このように七万年前から三万年前にかけて見られた、新しい思考と意思疎通の方法の登場のことを、「認知革命」という。
その原因は何だったのか?それは定かではない。最も知られている説によれば、たまたま遺伝子の突然変異が起こり、サピエンスの脳の配線が変わり、
それまでにない形で考えたり、まったく新しい種類の原語を使って意思疎通したりすることが可能になったのだという。
その変位のことを「知恵の木の突然変異」と呼んでもいいかも知れない。
だがより重要なのは、「知恵の木の突然変異」の原因結果を理解することだ
どんな動物も、何かしらの言語を持っている。多くの動物が口頭言語を持っている。
オウムは、電話の鳴る音や、ドアがパタンと閉まる音、けたたましく鳴るサイレンの音も真似できるし、アルベルト・シンシュタインが口にできることは全て言える。
アインシュタインがオウムに優っていたとしたら、それは口頭言語での表現ではなかった。
それでは、私たちの言語のいったいどこがそれほど特殊なのか?
私たちの独特の言語は、周りの世界についての情報を共有する手段として発達したという点では、この説(口頭言語の説)と同じだ。
とはいえ、伝えるべき情報のうち最も重要なのは、ライオンやバイソンについてではなく人間についてのものであり、私たちの言語は、噂話のために発達したのだそうだ。
この説によれば、ホモ・サピエンスは本来、社会的な動物であるという。
私たちにとって社会的な協力は、生存と繁殖の鍵を握っている。
ネアンデルタール人と太古のホモ・サピエンスもおそらく、中々陰口が利けなかった。
陰口を利くというのは、ひどく忌み嫌われる行為だが、大人数で協力するには実は不可欠なのだ。

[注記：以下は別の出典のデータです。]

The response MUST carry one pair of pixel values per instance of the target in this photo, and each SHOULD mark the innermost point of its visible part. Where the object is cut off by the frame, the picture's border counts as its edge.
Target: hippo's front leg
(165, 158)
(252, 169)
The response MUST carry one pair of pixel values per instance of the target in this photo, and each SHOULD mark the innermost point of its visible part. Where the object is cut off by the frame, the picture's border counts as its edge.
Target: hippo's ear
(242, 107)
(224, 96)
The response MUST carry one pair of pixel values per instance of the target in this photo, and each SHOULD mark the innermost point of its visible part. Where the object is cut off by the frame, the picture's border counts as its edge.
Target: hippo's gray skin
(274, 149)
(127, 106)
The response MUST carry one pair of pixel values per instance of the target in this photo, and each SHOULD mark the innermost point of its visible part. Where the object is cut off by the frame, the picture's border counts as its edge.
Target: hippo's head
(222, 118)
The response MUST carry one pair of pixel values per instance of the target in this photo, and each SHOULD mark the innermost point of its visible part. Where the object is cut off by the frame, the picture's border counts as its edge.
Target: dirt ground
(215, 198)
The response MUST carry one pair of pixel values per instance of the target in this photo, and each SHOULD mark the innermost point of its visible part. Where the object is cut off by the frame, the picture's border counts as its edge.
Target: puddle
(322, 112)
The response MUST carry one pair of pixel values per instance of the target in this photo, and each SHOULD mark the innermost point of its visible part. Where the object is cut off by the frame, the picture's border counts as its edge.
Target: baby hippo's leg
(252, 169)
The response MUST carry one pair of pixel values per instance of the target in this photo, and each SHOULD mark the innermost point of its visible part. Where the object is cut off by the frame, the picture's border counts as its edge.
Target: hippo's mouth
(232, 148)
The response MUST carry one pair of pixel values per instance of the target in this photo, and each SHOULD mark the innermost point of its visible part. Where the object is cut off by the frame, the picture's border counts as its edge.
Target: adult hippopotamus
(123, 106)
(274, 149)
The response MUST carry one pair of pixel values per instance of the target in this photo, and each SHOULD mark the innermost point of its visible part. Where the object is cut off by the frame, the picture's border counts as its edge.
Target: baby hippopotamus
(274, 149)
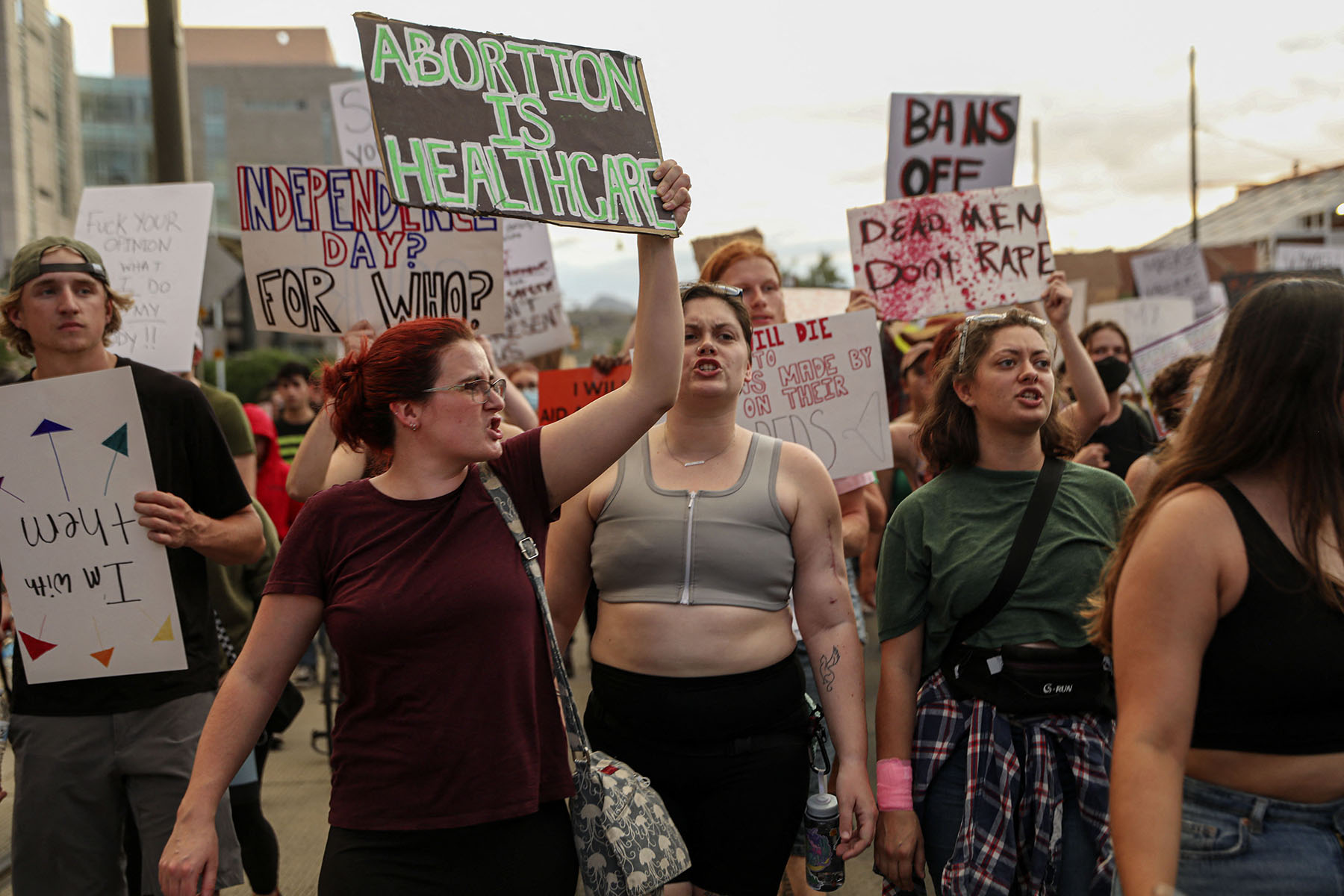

新世代のサピエンスは、およそ七万年前に獲得した新しい言語技能のおかげで、何時間も噂話できるようになった。
誰が信頼できるかについての確かな情報があれば、小さな集団は大きな集団へと拡張でき、サピエンスは、より緊密でより精緻な種類の協力関係を築き上げられた。
おそらく、「噂話」説と「川の近くにライオンがいる」説の両方とも妥当なのだろう。
とはいえ、私たちの言語が持つ比類ない特徴は、人間やライオンについての情報を伝達する能力ではない。
それは、まったく存在しないものについての情報を伝達する能力だ。
見たことも、触れたことも、匂いを嗅いだこともないない、ありとあらゆる種類の存在について話す能力があるのは、私たちの知るサピエンスだけだ。
伝説や神話、神々、宗教は、認知革命に伴って初めて現れた。
それまでも、「気をつけろ! ライオンだ!」と言える動物や人類種は多くいた。
だがホモ・サピエンスは認知革命のおかげで、「ライオンはわが部族の守護霊だ」という能力を獲得した。
虚構、すなわち架空の事物について語るこの能力こそが、サピエンスの言語の特徴として異彩を放っている。
実在しない守護神に向かって何時間も祈っていたら、それは貴重な時間の無駄遣いで、その代わりに狩猟採集や戦闘、密通でもした方がいいのではないか?
だが、虚構のおかげで、私たちはたんに物事を想像するだけではなく、集団でそうできるようになった。
聖書の天地創造の物語や、近代国家の国民主義の神話のような、共通の神話を私たちは紡ぎ出すことができる。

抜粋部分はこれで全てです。